The basic premise was that bringing college students and incarcerated people together in a learning environment would benefit everyone involved, and create more informed, more open-minded citizens in the long run.

It works, Ugoletti said. He now sees it happen in Beaver County, semester after semester.
"It breaks down stereotypes," he said. "Many students come in here with a fear. They have these preconceived notions that inmates are gorillas, thugs, monsters."

And it lets inmates experience taking a college course with college students, reading the same books, doing the same work and taking the same tests. In about half of the seven semesters since the class began, Ugoletti said, an inmate student has had the highest grade.

"That was the first time I'd been in a class since I was 19," said Anthony Terry, who's now 26 and serving a federal sentence for possession with intent to distribute cocaine. "You're showing yourself you can still do things you thought you gave up on. ... You're not just this drug dealer that's locked up."

The class is extremely popular with jail residents, said Deputy Warden Carol Steele-Smith, who coordinates the program on the jail side. To narrow the list, she asks prospective students to write an essay about why they want to take the class.

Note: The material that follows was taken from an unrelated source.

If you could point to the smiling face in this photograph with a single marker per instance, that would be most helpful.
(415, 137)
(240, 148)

It's so popular with Geneva students that Brad Frey, the sociology professor who leads the course, said it fills almost immediately when course registration opens.

The experience is transformative, Frey said, for students inside, as well as outside, the walls of the jail.

"As good as it is to hear the (guest speakers) present, it's the collaboration between the Geneva students and the inmate students that makes it work," Frey said. "The learning is so rich."